Abstract:
Antibiotics often coexist with other pollutants (e.g., nitrate) in an aquatic environment, and their simultaneous biological removal has attracted widespread interest. We have found that sulfamethoxazole (SMX) and nitrate can be efficiently removed by the coculture of a model denitrifier (Paracoccus denitrificans, Pd) and Shewanella oneidensis MR-1 (So), and SMX degradation is affected by NADH production and electron transfer. In this paper, the mechanism of a coculture promoting NADH production and electron transfer was investigated by proteomic analysis and intermediate experiments. The results showed that glutamine and lactate produced by Pd were captured by So to synthesize thiamine and heme, and the released thiamine was taken up by Pd as a cofactor of pyruvate and ketoglutarate dehydrogenase, which were related to NADH generation.

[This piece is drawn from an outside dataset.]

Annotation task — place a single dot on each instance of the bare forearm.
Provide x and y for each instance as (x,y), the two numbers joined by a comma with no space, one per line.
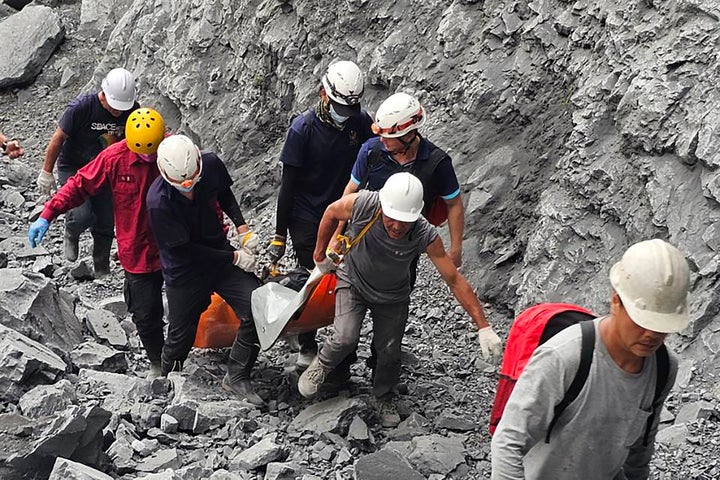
(52,152)
(469,301)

Additionally, Pd acquired heme, which facilitated electron transfer as heme, was the important composition of complex III and cytochrome c and the iron source of iron sulfur clusters, the key component of complex I in the electron transfer chain. Further investigation revealed that lactate and glutamine generated by Pd prompted So chemotactic moving toward Pd, which helped the two bacteria effectively obtain their required substances. Obviously, metabolite cross-feeding promoted NADH production and electron transfer, resulting in efficient SMX biodegradation by Pd and So in the presence of nitrate. Its feasibility was finally verified by the coculture of an activated sludge denitrifier and So.
摘要:
抗生素通常与其他污染物共存(例如,硝酸盐)在水生环境中,它们的同时生物去除引起了广泛的兴趣。我们已经发现,磺胺甲恶唑(SMX)和硝酸盐可以通过模型反硝化菌的共培养来有效去除(反硝化副球菌,Pd)和希瓦氏菌MR-1(So),SMX降解受NADH产生和电子转移的影响。在本文中,通过蛋白质组学分析和中间实验研究了共培养促进NADH产生和电子转移的机制。结果表明,Pd生成的谷氨酰胺和乳酸被So捕获,合成硫胺素和血红素,释放的硫胺素被Pd作为丙酮酸和酮戊二酸脱氢酶的辅因子吸收,与NADH的产生有关。此外,Pd获得血红素,像血红素一样促进电子转移,是配合物III和细胞色素C的重要组成和铁硫簇的铁源,电子转移链中配合物I的关键成分。进一步的研究表明,Pd产生的乳酸和谷氨酰胺促使So趋化性向Pd移动,这有助于这两种细菌有效地获得它们所需的物质。显然,代谢物交叉饲喂促进了NADH的产生和电子转移,在硝酸盐存在下,Pd和So可有效地生物降解SMX。最终通过活性污泥反硝化菌与So的共培养验证了其可行性。